1Department of Anthropology, University of Hawaii at Hilo, 2Department of Anthropology, University of Massachusetts, Amherst
Saturday All day, Plaza Level
Peri-menopausal women experience elevated frequency of psychological distress and depression, and there are significant differences between ethnic groups in the rate at which these symptoms are experienced. These differences may be due to socioeconomic, health, and cultural factors, including culturally-based reporting bias. Accordingly, in a study of women aged 45-55 in the multiethnic population of Hilo, Hawaii, comparisons between Japanese-Americans (JAs) and women of other ethnic backgrounds were carried out for the frequency and severity of negative mood (anxiety, sadness, anger) reports of women who kept a 24-hour diary. For the frequency of negative reports, there was a significant difference between women based on menopausal status (pre-menopausal, peri-menopausal, post-menopausal; ANOVA, F = 4.0, p < .05), but not based on Japanese ethnicity (F = 0.8, ns); there was a significant interaction between ethnicity and menopausal status (F = 3.3, p < .05), with JAs have significantly greater frequency of negative mood reports than other women during the peri-menopause.
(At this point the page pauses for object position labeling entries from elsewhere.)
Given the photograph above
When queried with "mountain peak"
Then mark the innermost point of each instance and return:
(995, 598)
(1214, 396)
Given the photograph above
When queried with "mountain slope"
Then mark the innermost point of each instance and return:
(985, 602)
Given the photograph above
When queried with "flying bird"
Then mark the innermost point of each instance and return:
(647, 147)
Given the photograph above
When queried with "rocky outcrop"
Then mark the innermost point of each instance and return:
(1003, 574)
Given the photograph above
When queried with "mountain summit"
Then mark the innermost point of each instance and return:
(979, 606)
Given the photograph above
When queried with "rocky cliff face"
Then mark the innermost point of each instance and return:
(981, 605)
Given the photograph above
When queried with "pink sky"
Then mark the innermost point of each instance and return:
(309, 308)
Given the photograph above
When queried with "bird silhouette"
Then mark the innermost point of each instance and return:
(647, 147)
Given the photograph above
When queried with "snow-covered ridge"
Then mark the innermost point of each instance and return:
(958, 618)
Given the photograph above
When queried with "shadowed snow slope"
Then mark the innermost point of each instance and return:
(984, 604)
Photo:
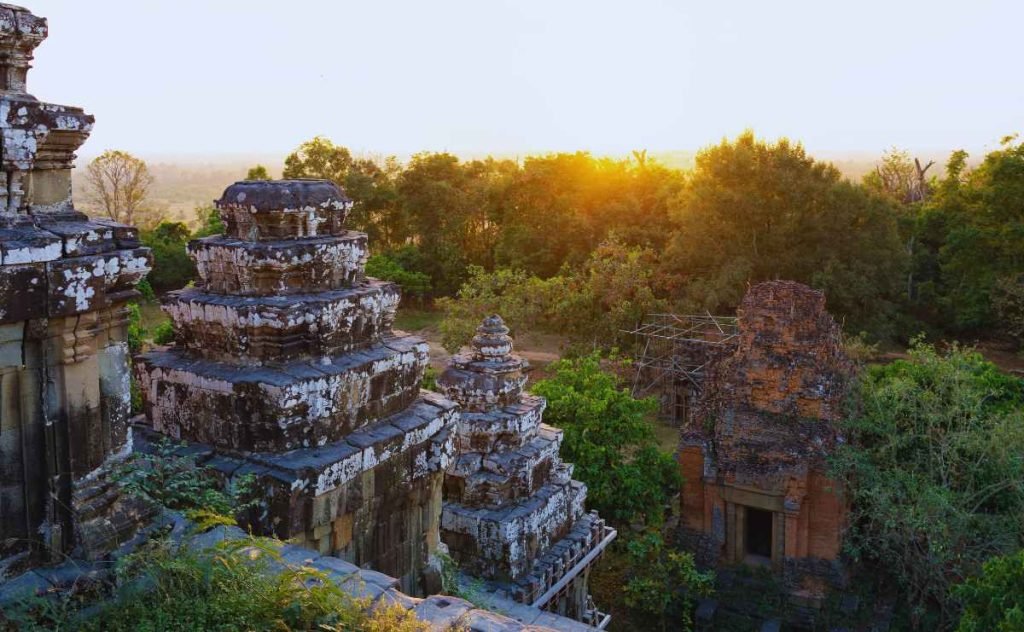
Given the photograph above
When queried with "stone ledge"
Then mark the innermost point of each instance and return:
(501, 544)
(507, 427)
(297, 405)
(229, 265)
(283, 328)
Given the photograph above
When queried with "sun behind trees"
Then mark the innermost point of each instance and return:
(119, 183)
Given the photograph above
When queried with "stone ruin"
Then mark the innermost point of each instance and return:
(513, 515)
(65, 284)
(753, 452)
(285, 367)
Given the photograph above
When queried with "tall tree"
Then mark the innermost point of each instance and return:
(258, 172)
(119, 182)
(754, 211)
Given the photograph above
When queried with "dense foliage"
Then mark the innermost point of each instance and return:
(609, 437)
(664, 582)
(935, 473)
(232, 588)
(993, 601)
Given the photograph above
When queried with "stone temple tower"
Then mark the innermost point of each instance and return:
(286, 367)
(65, 284)
(513, 514)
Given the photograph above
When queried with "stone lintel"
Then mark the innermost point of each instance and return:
(275, 329)
(229, 265)
(297, 405)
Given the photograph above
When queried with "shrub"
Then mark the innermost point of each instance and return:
(610, 438)
(934, 470)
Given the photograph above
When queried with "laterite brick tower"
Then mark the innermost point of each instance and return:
(65, 284)
(286, 367)
(513, 514)
(754, 454)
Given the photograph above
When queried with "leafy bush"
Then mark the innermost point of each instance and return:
(231, 589)
(163, 333)
(994, 600)
(664, 582)
(934, 470)
(172, 267)
(413, 284)
(610, 438)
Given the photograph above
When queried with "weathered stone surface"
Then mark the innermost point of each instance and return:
(275, 329)
(286, 365)
(759, 437)
(65, 281)
(300, 404)
(267, 210)
(228, 265)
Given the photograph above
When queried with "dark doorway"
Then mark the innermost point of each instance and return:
(759, 532)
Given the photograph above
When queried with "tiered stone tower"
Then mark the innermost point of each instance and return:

Similar results were found for the reported severity of negative moods (status: F = 4.9, p < .01; ethnicity: F = 0.7, ns; status X ethnicity: F = 3.7, p < .05). When analyses controlled for family income level and educational attainment, JA ethnicity remained a significant predictor of negative mood severity among peri-menopausal women. Reported health status and JA ethnicity are significant predictors of negative moods in peri-menopausal women in this multiethnic sample.
Supported by NIH MBRS S06 GM08073.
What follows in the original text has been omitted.